Sin embargo, la valoración media de Modista Mónica Pio XII es de 2 sobre 5, lo que indica ciertos aspectos negativos en sus servicios o atención al cliente. Los usuarios han expresado descontento debido a múltiples razones que afectan la percepción general del negocio.
Entre las quejas más comunes se encuentran los retrasos en la entrega de los trabajos encargados. Los clientes han reportado esperas más largas de lo prometido, lo cual ha causado inconvenientes y frustración. Además, varios mencionan problemas de calidad en los ajustes y reparaciones realizadas, señalando que no cumplieron con las expectativas iniciales y, en algunos casos, fue necesario solicitar correcciones adicionales.
La atención al cliente también ha sido objeto de críticas. Se describe como poco atenta y en ocasiones, la comunicación entre el personal y los clientes no ha sido efectiva. Esta situación ha llevado a malentendidos respecto a los requerimientos específicos de los trabajos solicitados.
A pesar de su ubicación conveniente y horarios accesibles, estos problemas han impactado negativamente en la reputación de Modista Mónica Pio XII. La falta de satisfacción en servicios clave como la calidad, la puntualidad y la atención necesitan ser abordados para mejorar la experiencia general de sus clientes.
CÓMO LLEGAR AHORA
LLAMAR: +34 928 24 88 41
Dirección: C. Pío XII, 88, 35006 Las Palmas de Gran Canaria, Las Palmas, España
Horario de Modista Mónica Pio XII
Lunes:9a.m.-2p.m.,4-8p.m.martes:9a.m.-2p.m.,4-8p.m.miércoles:9a.m.-2p.m.,4-8p.m.jueves:9a.m.-2p.m.,4-8p.m.viernes:9a.m.-2p.m.,4-8p.m.sábado:9:30a.m.-1:30p.m.domingo:Cerrado
Opiniones de Modista Mónica Pio XII
Tras varias visitas desafortunadas a Modista Mónica Pio XII, siento la necesidad de compartir mi experiencia, que, lamentablemente, se resume en profunda insatisfacción. La fama que precede a este local de ofrecer servicios de modistería y costura queda, en mi caso, completamente desmentida.
Desde el momento de entrar, el trato distante y casi antipático mina cualquier expectativa de servicio personalizado y amable. Resulta irónico que, en un negocio que debería primar la cercanía con el cliente, uno se sienta más bien como un estorbo. Los precios, lejos de ser competitivos o justificados, escalaban sin previo aviso, disonando con la calidad del servicio brindado.
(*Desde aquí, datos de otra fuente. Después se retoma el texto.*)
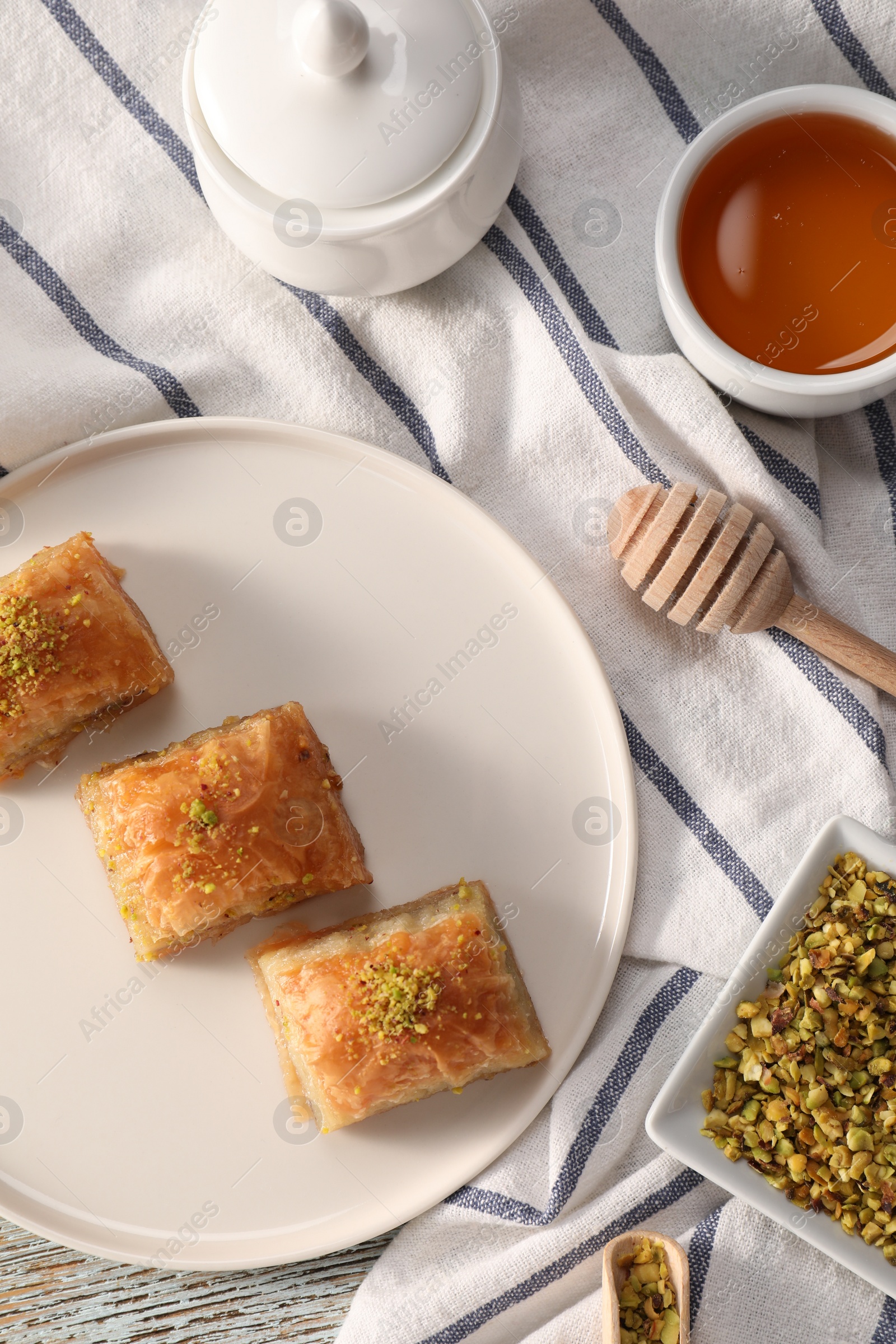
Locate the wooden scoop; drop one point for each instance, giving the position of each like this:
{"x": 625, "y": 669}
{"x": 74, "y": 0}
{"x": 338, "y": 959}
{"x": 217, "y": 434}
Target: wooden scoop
{"x": 715, "y": 566}
{"x": 614, "y": 1280}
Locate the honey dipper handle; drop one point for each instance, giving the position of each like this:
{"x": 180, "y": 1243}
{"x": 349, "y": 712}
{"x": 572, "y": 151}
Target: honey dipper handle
{"x": 840, "y": 643}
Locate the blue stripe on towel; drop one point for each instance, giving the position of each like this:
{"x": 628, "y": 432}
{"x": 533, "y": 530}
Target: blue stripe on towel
{"x": 395, "y": 398}
{"x": 573, "y": 354}
{"x": 699, "y": 1257}
{"x": 654, "y": 71}
{"x": 649, "y": 1207}
{"x": 834, "y": 691}
{"x": 602, "y": 1108}
{"x": 698, "y": 822}
{"x": 886, "y": 1328}
{"x": 783, "y": 469}
{"x": 834, "y": 21}
{"x": 550, "y": 253}
{"x": 124, "y": 89}
{"x": 884, "y": 440}
{"x": 55, "y": 288}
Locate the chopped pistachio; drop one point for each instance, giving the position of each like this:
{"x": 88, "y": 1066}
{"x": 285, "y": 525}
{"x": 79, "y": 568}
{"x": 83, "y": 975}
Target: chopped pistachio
{"x": 647, "y": 1299}
{"x": 808, "y": 1089}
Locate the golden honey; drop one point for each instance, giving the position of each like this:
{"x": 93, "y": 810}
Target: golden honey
{"x": 787, "y": 244}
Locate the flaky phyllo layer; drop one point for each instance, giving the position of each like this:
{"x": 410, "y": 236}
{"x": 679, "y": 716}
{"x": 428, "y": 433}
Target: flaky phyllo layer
{"x": 396, "y": 1006}
{"x": 74, "y": 651}
{"x": 237, "y": 822}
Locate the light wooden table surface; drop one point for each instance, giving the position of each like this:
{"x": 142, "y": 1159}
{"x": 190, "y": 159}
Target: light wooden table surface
{"x": 54, "y": 1296}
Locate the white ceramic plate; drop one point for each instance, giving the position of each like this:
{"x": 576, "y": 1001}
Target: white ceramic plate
{"x": 116, "y": 1133}
{"x": 676, "y": 1116}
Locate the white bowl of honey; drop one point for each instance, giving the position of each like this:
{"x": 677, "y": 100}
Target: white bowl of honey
{"x": 776, "y": 250}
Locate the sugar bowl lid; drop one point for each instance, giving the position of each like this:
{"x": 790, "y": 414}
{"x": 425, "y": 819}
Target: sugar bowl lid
{"x": 340, "y": 102}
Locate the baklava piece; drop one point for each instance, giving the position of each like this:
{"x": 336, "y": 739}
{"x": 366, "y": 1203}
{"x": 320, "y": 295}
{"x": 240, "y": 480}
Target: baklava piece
{"x": 237, "y": 822}
{"x": 74, "y": 651}
{"x": 395, "y": 1006}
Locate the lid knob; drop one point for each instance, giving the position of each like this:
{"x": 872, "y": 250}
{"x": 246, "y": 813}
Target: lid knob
{"x": 332, "y": 37}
Una práctica particularmente desconcertante es la exigencia de proporcionar una bolsa propia para la entrega final de la prenda. No solo denota falta de profesionalismo, sino también un desinterés absoluto por la experiencia del cliente. No se trata simplemente de una cuestión de ahorro o ecología, sino de un detalle que refleja el despreocupado trato hacia quien acude a sus servicios.
En lo que a la calidad del trabajo respecta, queda mucho que desear. En mi caso, arreglos inadecuados que requerían correcciones adicionales -obviamente, a un costo mayor- dejaron claro que la destreza esperada de un establecimiento con tales pretensiones era meramente ilusoria. La incapacidad de cumplir con plazos de entrega acordados o incluso de recordar encargos específicos tras discusiones detalladas demuestra una gestión deficiente y un desinterés por satisfacer mínimamente las expectativas del cliente.
El colmo fue la pérdida de una prenda de ropa, con la escapatoria risible de sugerir su búsqueda en mi armario propio. La falta de un sistema eficaz para manejar este tipo de incidentes reafirma la ausencia de profesionalidad y seriedad en su operar.
He intentado, en repetidas ocasiones, encontrar razones para justificar estos fallos, pensando quizás en días malos o situaciones excepcionales. Sin embargo, la consistencia de las experiencias negativas me lleva a concluir que no se trata de excepciones, sino de la norma en Modista Mónica Pio XII.
Este análisis refleja no solo una opinión personal sino un clamor común entre quienes hemos depositado, en vano, nuestra confianza y nuestras prendas en manos de este establecimiento. Con una calificación de 2 sobre 5, lo considero, lamentablemente, generoso. Ante tales circunstancias, mi recomendación es buscar alternativas donde el respeto y la calidad del servicio sean verdaderamente una prioridad.